- Born: Maria Pia Abbracchio Milan, Italy
- Occupation: Research pharmacologist
- Known for: identifying the purinergic receptor GPR17

= Maria Abbracchio =

Italian pharmacologist

Maria Pia Abbracchio is an Italian pharmacologist who researches the biochemical effect of drugs at the cellular level who has conducted research all over the world and is one of the scientists Thomson Reuters has named as most cited scientists since 2006. She is known for her work with purinergic receptors and identification of GPR17. In 2014, she was awarded the Order of Merit of the Italian Republic for her individual scientific accomplishments.

==Biography==
Maria Pia Abbracchio was born in Milan and completed her initial education there. In 1979, she earned a master's degree in pharmacy and then studied as a post-graduate from 1980 to 1981 at the University of Texas Health Science Center at Houston. In 1984, she completed a specialization in toxicology from the University of Milan, a PhD in Experimental Medicine at Rome in 1988, and post-doctoral studies as an Honorary Research Fellow at the University College London from 1992 to 1993.

In 1994, she worked with Professor Geoffrey Burnstock, the scientist who named purinergic receptors and then she became the founder of the Purine Club, a non-profit scientific association for international researchers studying the pathophysiology of purinergic transmission.

Since 2003, she has worked with an interdisciplinary group of scientists to improve scientific research at institutions both within Italy and abroad. In 2006, Abbracchio presented findings at a symposium in Atlanta for the Society for Neuroscience which illustrates the approach of using biochemical compounds at the cellular level to inhibit brain damage after stroke. Her work has proven that G-protein-coupled receptors (GPCR)s play a role in controlling cellular behavior.

By combining research efforts from various scientific disciplines, scientists are looking at neurodegenerative diseases like Parkinson's, Alzheimer's, multiple sclerosis and even heart attacks and stroke to see how various drugs interact with GPCRs.
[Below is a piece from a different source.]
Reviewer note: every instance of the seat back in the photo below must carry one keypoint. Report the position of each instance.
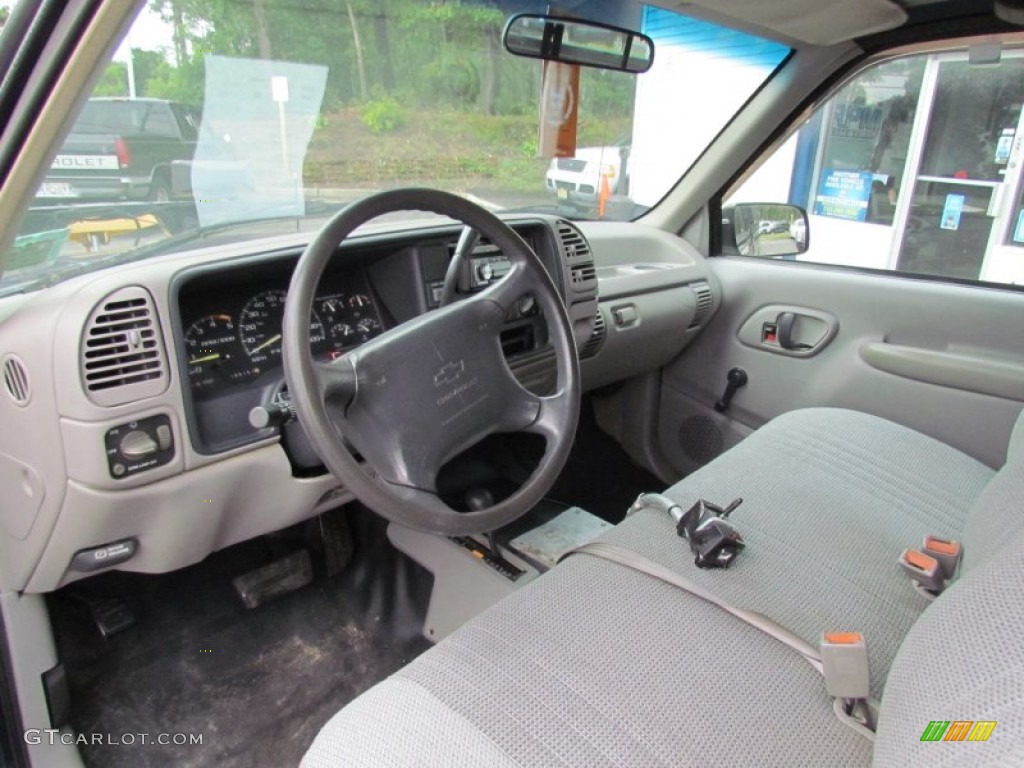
(962, 662)
(997, 515)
One receptor identified early in her research by Abbracchio, called GPR17, has shown that it reacts with certain drugs to reduce brain inflammations and improve memory and learning abilities.

Abbracchio is a full professor of pharmacology at the University of Milan and directs a team of 12 scientific researchers at the Research Observatory of the university. She has authored or co-authored some 150 scientific papers and since 2006 has been listed on the Thomson Reuters list of most cited researchers. In 2014, she was awarded the level of Commander in the Order of Merit of the Italian Republic by the President of Italy, Giorgio Napolitano.